You may have one, or you may not. If you do, you may not feel anything in particular, or you may swoon with delight, or you may simply have a pressing need to urinate. The Gräfenberg Spot, or G-Spot as it is more commonly known, remains a thing of mystery. Look in any anatomy textbook - you won't find it. Ask a surgeon - they've never seen it. Ask a woman, well that's a different story.

Assuming you have a G-Spot, and not all women do, you will find it about one or two inches inside the vagina, on the frontal aspect of the vaginal wall. It's actually better to think of it as an area rather than a spot and this is because it can change in size. When sexually aroused, the area can easily quadruple in size from the initial pea-sized zone. To the touch, the area is a little rougher than the surrounding vaginal wall.

The first authoritative claim to an erogenous zone within the vagina, came in 1944, from the German doctor, Ernst Gräfenberg. Stimulating the area, Gräfenberg wrote, causes intense sexual pleasure and orgasm.
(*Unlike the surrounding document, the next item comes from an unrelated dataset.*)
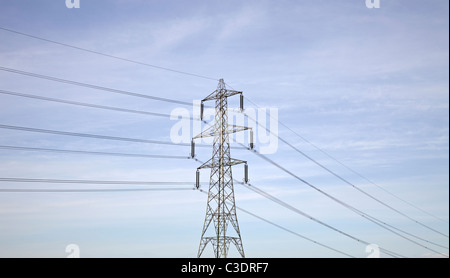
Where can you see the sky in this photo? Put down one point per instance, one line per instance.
(364, 92)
Perhaps he was ahead of his time, but for reasons unknown, his 'discovery' was pretty well ignored for another 30 years or so.

In 2008, doctors at the University of L'Aquila in Italy, confirmed the existence of the G-Spot through the use of ultrasound scans. "For the first time, it is possible to determine by a simple, rapid and inexpensive method if a woman has a G-Spot or not," Dr. Emmanuele Jannini told New Scientist magazine. "Women without any visible evidence of a G-Spot cannot have a vaginal orgasm," he declared.

Case closed? Not likely. The announcement was met with a range of reactions. Some welcomed the news, others were more reserved. Some asked, have you really found a structure in its own right, or is it an internal extension of the clitoris? Others complained that the sample size was far too small to draw such a broad conclusion. Another strand in the argument said the structure was no more than a thickening of tissue that occurs in the absence of the prostate gland in women.

Assuming you think you have the G-Spot, this is good news, right? Not so fast. To begin with, you may be one of the women who have an insensitive G-Spot, so not much joy to be had. If stimulated, it may simply make you feel a bit uncomfortable or simply make you want to pee. Some say this is a good sign and it's worth persevering. Others say they are pretty sure they have a G-Spot but it still isn't as good as clitoral stimulation. Yet others appear to hate having the area stimulated despite the fact they are open to other forms of sexual experimentation.

Human anatomy is such that the missionary position is unlikely to stimulate the G-Spot. Because of its location the penis can only stimulate the  G-Spot if positions are adopted that allow the penis to rub against the frontal wall of the vagina.

If there is a message to take from this it is probably along the lines of everyone is different and so is their experience of sexual pleasure. The G-Spot is, perhaps, an erogenous zone, but there are very many others waiting to be explored.